While reading Bill Tchakirides' diary "What do people without insurance do?" earlier today; I found myself wanting to ask a question of my own:
Am I the only cancer survivor that is suffering from this crushing survivor's guilt?
I remember feeling so terribly, terribly guilty everyday on the drive to my blood and cancer clinic... I knew if I was told I needed a new drug, or yet another surgery, I'd be treated right then, that day, or the next day at the latest... and I knew that some of my friends wouldn't and there was nothing I could do to change that terrible fact.
I knew I had some of the best insurance money could buy and I wasn't going to have to wait and see whether or not my insurance was going to cover my doctor's recommendations, because I knew I was going to get whatever I needed... Unlike so many of my fellow patients.
I feel guilty because here I sit, healthy and safe... While my Uncle is dying, without even the benefit of pain meds to help ease his suffering and so many others are dying or already dead.
I have a tremendous amount of guilt, because I'm alive and so many of the friends I made during the years of treatments are not. I says friends, but really they were more than that, they were like family.
During the periods of my life that I was undergoing treatment, my friends at the clinic and the hospital were sometimes the only friends I had... I saw most of them everyday and they weren't bothered by my bald head or scared by my skeletal appearance and feeding tubes.
They knew and understood what I was going through, because they were going through the same things, right there with me. They didn't come to see me in the hospital because their parents made them and avoid eye contact the whole time they were there... They sneaked over while the nurses were changing shifts and they actually liked being around me, because like me; everyone else was uncomfortable around them too. Sneaking about in the middle of the night with my friends and making balloons out the rubber gloves in hospital rooms while giggling our fool little heads off and trying to be quiet about it, are some of my fondest childhood memories.
I was 8 years old when I was first diagnosed with non-Hodgkin's Lymphoma and even then I knew it wasn't right that I was able to get everything I needed and Jamie - the first little girl who shared my room in the hospital did not get the things she needed. Even at 8 years old I was able to figure out that just because my parents had better jobs and better insurance than other kids parents, it didn't mean I was any better than them, or I should be treated better than the other kids.
Jamie was beautiful, smart, and funny. She was absolutely stunning, before she lost all of her hair, she had curly golden locks, cute little freckles on her nose, dimples when she smiled and a gorgeous tinkling laugh. If she weren't my friend and so very, very nice, I would have been terribly jealous of Jamie.

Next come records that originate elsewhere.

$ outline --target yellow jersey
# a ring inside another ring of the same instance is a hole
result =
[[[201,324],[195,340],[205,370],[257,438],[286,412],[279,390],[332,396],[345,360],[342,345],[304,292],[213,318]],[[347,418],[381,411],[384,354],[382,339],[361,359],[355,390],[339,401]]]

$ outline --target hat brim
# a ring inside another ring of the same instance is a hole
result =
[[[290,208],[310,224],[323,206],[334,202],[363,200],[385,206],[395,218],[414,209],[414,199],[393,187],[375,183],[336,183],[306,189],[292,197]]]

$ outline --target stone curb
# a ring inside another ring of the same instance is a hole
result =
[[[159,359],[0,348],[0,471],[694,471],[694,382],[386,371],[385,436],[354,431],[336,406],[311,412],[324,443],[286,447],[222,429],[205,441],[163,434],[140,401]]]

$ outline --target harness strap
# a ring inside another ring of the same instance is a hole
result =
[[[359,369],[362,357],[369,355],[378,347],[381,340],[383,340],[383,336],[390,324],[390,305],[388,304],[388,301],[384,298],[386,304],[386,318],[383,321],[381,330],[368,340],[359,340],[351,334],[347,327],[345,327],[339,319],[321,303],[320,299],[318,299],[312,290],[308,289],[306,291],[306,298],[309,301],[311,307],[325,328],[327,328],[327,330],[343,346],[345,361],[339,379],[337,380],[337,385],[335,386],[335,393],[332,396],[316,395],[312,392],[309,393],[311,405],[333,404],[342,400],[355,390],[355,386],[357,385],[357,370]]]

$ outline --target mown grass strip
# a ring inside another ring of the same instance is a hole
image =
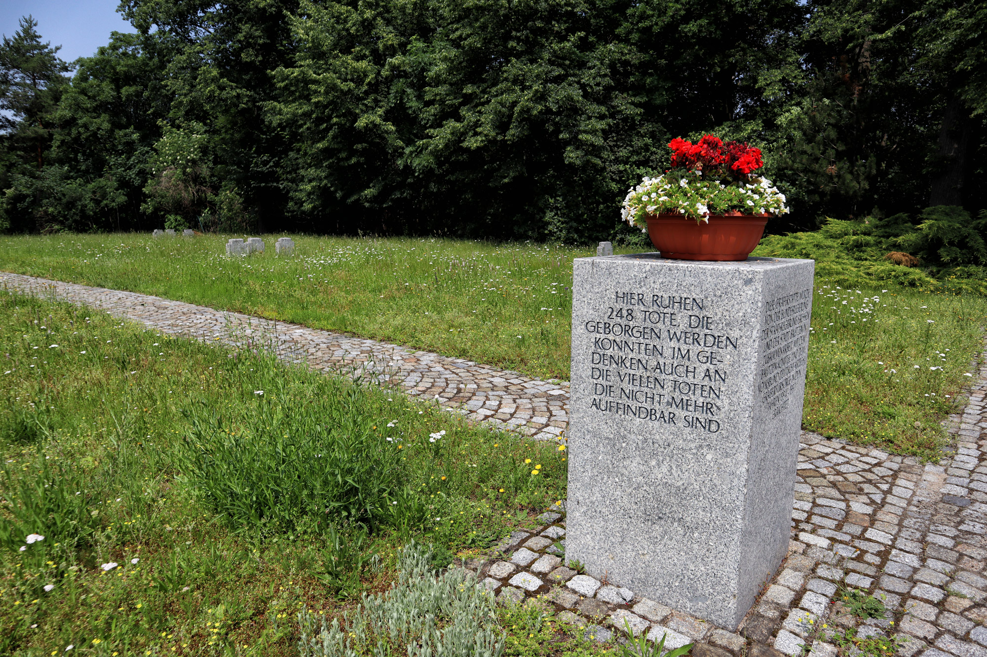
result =
[[[0,269],[351,331],[533,376],[569,377],[571,260],[592,255],[588,250],[298,237],[295,256],[282,258],[269,248],[276,236],[268,236],[266,254],[227,258],[227,237],[8,237],[0,239]],[[947,438],[939,422],[972,373],[969,362],[979,357],[987,300],[877,286],[864,274],[848,283],[845,274],[816,279],[802,426],[932,457]],[[865,299],[871,300],[867,308]],[[906,372],[915,365],[917,371]]]
[[[297,654],[411,539],[447,562],[565,491],[555,444],[91,309],[2,294],[0,345],[3,654]]]

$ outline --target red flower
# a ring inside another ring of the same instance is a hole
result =
[[[723,143],[712,134],[703,135],[695,145],[676,137],[668,147],[672,149],[672,167],[676,168],[748,176],[764,166],[760,149],[736,141]]]

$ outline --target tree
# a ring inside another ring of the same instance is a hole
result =
[[[44,152],[51,143],[49,120],[68,86],[71,67],[58,58],[61,46],[41,43],[38,21],[26,16],[13,36],[0,44],[0,130],[11,150],[44,166]]]

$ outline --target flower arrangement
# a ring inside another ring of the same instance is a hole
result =
[[[708,222],[711,214],[789,212],[785,194],[771,181],[754,172],[764,166],[761,150],[736,141],[723,142],[712,134],[698,143],[675,138],[671,171],[645,176],[628,190],[621,215],[631,226],[647,231],[648,215],[675,213]]]

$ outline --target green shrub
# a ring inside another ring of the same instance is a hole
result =
[[[504,637],[494,596],[462,569],[437,575],[432,551],[411,543],[398,560],[398,584],[386,593],[364,596],[343,622],[316,629],[316,616],[298,615],[301,657],[356,655],[474,655],[498,657]],[[398,648],[398,649],[395,649]]]
[[[771,235],[754,256],[814,259],[816,276],[839,285],[901,285],[987,294],[987,212],[973,219],[960,207],[926,208],[914,224],[906,214],[827,219],[818,231]],[[906,252],[919,266],[885,256]]]

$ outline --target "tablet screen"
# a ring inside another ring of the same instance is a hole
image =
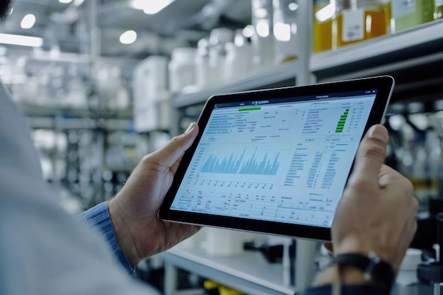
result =
[[[385,76],[212,96],[159,216],[329,241],[359,144],[393,84]]]
[[[376,92],[216,104],[171,209],[330,227]]]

I can remember stabbing my fingers into my cheeks in a desperate attempt to give myself dimples like my older, more sophisticated friend.
She said she was going to be a scientist and discover the cure for cancer when she grew up... and who knows? She might have done it... but she never lived to see adulthood. I'm 30 now and Jamie died when she was 11.
I knew another little girl that never saw her 4th birthday. Her parents lost everything they had while trying to save their child and get her the medical treatment she needed. We had to hold a goddamned spaghetti dinner to raise money to help her parents give their little girl a proper funeral. They fought so hard and gave up so much to try to save their daughter that they had nothing left to bury their dead three year old. My heart breaks whenever I think about that family and all the families out there like them.
It should just never be... Things like that should happen in America... and yet they've been happening for nearly as long as I can remember and probably longer than that... Jamie died just after I had turned 10 and the little girl that never lived to see 4 years old faded away when I was 26.
Sixteen fucking years and people still dying because the medical system in our country is totally fucked!
I can't say that those little girls would have lived even if they'd have had good health insurance, but they'd at least have had a chance. The way it was/is, they didn't even have that; they didn't even have a chance.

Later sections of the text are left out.